Makerere implements the New ARI PhD Program
Makerere University Department of Extension and Innovation studies has finally implemented the new regional PhD program in Agricultural and Rural Innovation (ARI).
The program was developed by three East African Universities namely; Makerere University Uganda, Egerton University Kenya, Sokoine University of Agriculture in Tanzanian in collaboration with Wageningen University in Netherlands and Montpellier SupAgro in France. The project was funded by the European Union ACP – EDULINK for Higher Education program at a cost of 500,000 Euros.
The program was launched in May 2012, at a colourful ceremony held at Speke Resort Hotel in Munyonyo. In the September- October intake 2012, the department of extension recorded its first intake of 20 students out of the 30 that had applied.
“We have 19 Ugandans and one student from Malawi. They come from different organisations like NARO, Ministry of Agriculture, Private consultancies and teachers and of these, there are two Members of Parliament” a lecturer, Dr. Florence Kyazze said.
ARI Pioneer class posing or a photo at the School of Agricultural Sciences
Dr Kyazze said, the program is run on a modular system and teaching conducted from Monday to Wednesday to give students time to conduct their private work during the rest of the days.
“The modular system is efficient because the lecture is available from Monday to Wednesday, the attendance list is issued by the lecturer and students for quality assurance and bonus marks for attendance given as an incentive.

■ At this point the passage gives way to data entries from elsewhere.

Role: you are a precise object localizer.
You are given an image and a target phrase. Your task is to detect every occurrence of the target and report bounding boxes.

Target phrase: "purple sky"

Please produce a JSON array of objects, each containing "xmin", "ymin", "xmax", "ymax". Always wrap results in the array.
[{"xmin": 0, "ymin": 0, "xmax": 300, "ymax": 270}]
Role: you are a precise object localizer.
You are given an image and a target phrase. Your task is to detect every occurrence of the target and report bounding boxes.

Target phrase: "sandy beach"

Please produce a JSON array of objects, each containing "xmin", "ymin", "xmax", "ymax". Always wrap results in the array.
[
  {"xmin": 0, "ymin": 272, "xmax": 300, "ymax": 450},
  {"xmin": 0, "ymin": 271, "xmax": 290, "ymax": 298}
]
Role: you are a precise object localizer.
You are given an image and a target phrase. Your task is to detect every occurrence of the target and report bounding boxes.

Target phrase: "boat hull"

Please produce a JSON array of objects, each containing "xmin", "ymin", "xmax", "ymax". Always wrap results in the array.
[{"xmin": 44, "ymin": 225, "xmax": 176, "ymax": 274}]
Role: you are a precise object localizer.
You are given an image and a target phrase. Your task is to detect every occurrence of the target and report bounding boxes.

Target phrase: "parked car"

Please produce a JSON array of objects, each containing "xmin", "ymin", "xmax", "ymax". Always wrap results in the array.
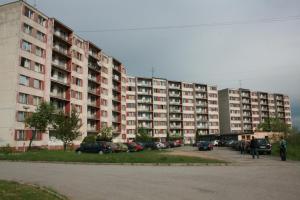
[
  {"xmin": 126, "ymin": 142, "xmax": 144, "ymax": 152},
  {"xmin": 256, "ymin": 138, "xmax": 272, "ymax": 154},
  {"xmin": 212, "ymin": 140, "xmax": 219, "ymax": 146},
  {"xmin": 75, "ymin": 142, "xmax": 111, "ymax": 154},
  {"xmin": 138, "ymin": 142, "xmax": 158, "ymax": 150},
  {"xmin": 197, "ymin": 141, "xmax": 213, "ymax": 151},
  {"xmin": 155, "ymin": 142, "xmax": 166, "ymax": 149},
  {"xmin": 105, "ymin": 142, "xmax": 119, "ymax": 153},
  {"xmin": 115, "ymin": 143, "xmax": 129, "ymax": 152}
]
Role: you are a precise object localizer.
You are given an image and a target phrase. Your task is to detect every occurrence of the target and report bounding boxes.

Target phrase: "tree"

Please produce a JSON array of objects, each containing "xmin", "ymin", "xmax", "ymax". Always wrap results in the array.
[
  {"xmin": 96, "ymin": 127, "xmax": 113, "ymax": 142},
  {"xmin": 52, "ymin": 109, "xmax": 82, "ymax": 151},
  {"xmin": 25, "ymin": 102, "xmax": 54, "ymax": 150},
  {"xmin": 258, "ymin": 117, "xmax": 291, "ymax": 136},
  {"xmin": 136, "ymin": 127, "xmax": 153, "ymax": 142}
]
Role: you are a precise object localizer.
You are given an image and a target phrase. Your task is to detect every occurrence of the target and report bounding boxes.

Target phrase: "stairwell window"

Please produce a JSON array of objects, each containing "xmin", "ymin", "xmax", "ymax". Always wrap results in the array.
[
  {"xmin": 24, "ymin": 7, "xmax": 34, "ymax": 19},
  {"xmin": 20, "ymin": 57, "xmax": 31, "ymax": 69},
  {"xmin": 23, "ymin": 23, "xmax": 33, "ymax": 35},
  {"xmin": 19, "ymin": 75, "xmax": 29, "ymax": 86},
  {"xmin": 19, "ymin": 93, "xmax": 29, "ymax": 104},
  {"xmin": 35, "ymin": 46, "xmax": 44, "ymax": 57},
  {"xmin": 36, "ymin": 31, "xmax": 46, "ymax": 42},
  {"xmin": 33, "ymin": 79, "xmax": 42, "ymax": 89},
  {"xmin": 34, "ymin": 63, "xmax": 43, "ymax": 73},
  {"xmin": 37, "ymin": 15, "xmax": 47, "ymax": 27},
  {"xmin": 21, "ymin": 40, "xmax": 32, "ymax": 52}
]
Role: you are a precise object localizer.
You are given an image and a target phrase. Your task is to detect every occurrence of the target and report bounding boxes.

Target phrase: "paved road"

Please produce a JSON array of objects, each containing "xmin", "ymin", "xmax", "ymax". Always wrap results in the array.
[{"xmin": 1, "ymin": 149, "xmax": 300, "ymax": 200}]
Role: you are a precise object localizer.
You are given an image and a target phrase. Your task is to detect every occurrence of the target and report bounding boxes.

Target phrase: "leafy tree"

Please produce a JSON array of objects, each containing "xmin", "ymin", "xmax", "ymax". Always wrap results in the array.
[
  {"xmin": 25, "ymin": 102, "xmax": 54, "ymax": 150},
  {"xmin": 52, "ymin": 109, "xmax": 82, "ymax": 151},
  {"xmin": 258, "ymin": 117, "xmax": 291, "ymax": 136},
  {"xmin": 136, "ymin": 127, "xmax": 153, "ymax": 142},
  {"xmin": 97, "ymin": 127, "xmax": 113, "ymax": 142}
]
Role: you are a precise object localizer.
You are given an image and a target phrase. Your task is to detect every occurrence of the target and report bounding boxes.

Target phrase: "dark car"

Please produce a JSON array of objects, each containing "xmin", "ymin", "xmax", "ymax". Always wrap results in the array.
[
  {"xmin": 198, "ymin": 141, "xmax": 213, "ymax": 151},
  {"xmin": 256, "ymin": 139, "xmax": 272, "ymax": 154},
  {"xmin": 126, "ymin": 142, "xmax": 144, "ymax": 152},
  {"xmin": 75, "ymin": 142, "xmax": 111, "ymax": 154}
]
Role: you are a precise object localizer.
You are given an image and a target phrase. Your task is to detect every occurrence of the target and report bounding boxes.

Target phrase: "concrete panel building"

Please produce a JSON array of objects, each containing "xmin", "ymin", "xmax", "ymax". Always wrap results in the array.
[
  {"xmin": 0, "ymin": 1, "xmax": 127, "ymax": 148},
  {"xmin": 218, "ymin": 88, "xmax": 292, "ymax": 135}
]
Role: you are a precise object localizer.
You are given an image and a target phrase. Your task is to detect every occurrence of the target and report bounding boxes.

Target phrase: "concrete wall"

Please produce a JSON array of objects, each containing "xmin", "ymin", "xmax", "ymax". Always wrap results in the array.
[
  {"xmin": 0, "ymin": 2, "xmax": 21, "ymax": 146},
  {"xmin": 218, "ymin": 89, "xmax": 231, "ymax": 134}
]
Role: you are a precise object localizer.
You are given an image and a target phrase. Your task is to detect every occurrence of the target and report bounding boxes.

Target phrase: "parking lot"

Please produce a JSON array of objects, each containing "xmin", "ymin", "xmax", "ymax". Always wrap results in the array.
[{"xmin": 167, "ymin": 145, "xmax": 298, "ymax": 166}]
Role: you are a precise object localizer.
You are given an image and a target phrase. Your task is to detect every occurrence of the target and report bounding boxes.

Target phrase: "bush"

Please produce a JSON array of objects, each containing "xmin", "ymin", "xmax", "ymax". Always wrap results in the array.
[
  {"xmin": 0, "ymin": 144, "xmax": 14, "ymax": 154},
  {"xmin": 82, "ymin": 135, "xmax": 96, "ymax": 143}
]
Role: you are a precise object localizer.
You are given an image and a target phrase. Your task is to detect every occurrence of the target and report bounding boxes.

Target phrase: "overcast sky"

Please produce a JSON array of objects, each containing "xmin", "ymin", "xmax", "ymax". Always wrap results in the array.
[{"xmin": 2, "ymin": 0, "xmax": 300, "ymax": 128}]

This first semester we are offering five courses in a modular form for example in October we have finished two core courses and examined it, in November two, lecturers offered two other courses and exams and we finish in December.”
This course structure is not the original design as earlier planned by the regional universities where joint universities were supposed to conduct course work in a central place. However the teaching materials were already developed under the regional program and enriched to suit the different needs of the individual universities.
ARI students inside the lecturer room
Dr. Kyazze also said besides encouraging free student - lecturer interaction, the department is promoting experiential learning where students are given materials to do research and present for the mutual benefit .
“Students should be treated as colleagues to make them feel at home through good interaction for example we have breakfast together, we have graduate coordinators to assist in monitoring the progress and students are encouraged to express their grievances. Students were also assigned supervisors early to develop that relationship to appreciate their research areas while lecturers serve as mentors and counsellors” Dr. Kyazze added.
She however said limited space for accommodation, student drop out arising from inability to raise fees, field based courses requiring transport and accommodation and sustaining motivation were key anticipated challenges.
A student on ARI pays six million shillings per semester which may not be easy for an average Ugandan to raise. The program is to be popularised to attract international students and to maintain the enrolment at 10 students.
Head Department of Extensions and Innovation Studies Dr. Paul Kibwika said the program will produce unique kind of PhD graduates who are able to steer stakeholders and communities to accelerate development using innovations systems approach and also build capacities for the three universities to offer this specialized training in the region.
Back to Books, MP Sebuliba Mutumba (2nd) attending lectures
“We want our students to sit and discuss with ministries NGOs, farmer organizations to come up with the real problems they are facing and then see what the research can contribute to in addressing those problems. So they will have to contribute to academic and contribute to solving existing problems,” He added.
Dr. Kibwika explained that new kind of expertise will be able to work with multiple actors to develop agriculture and the rural sector by working with people in marketing, value addition, input, processing which is a new approach being promoted by all governments in African states whose economy rely on agriculture.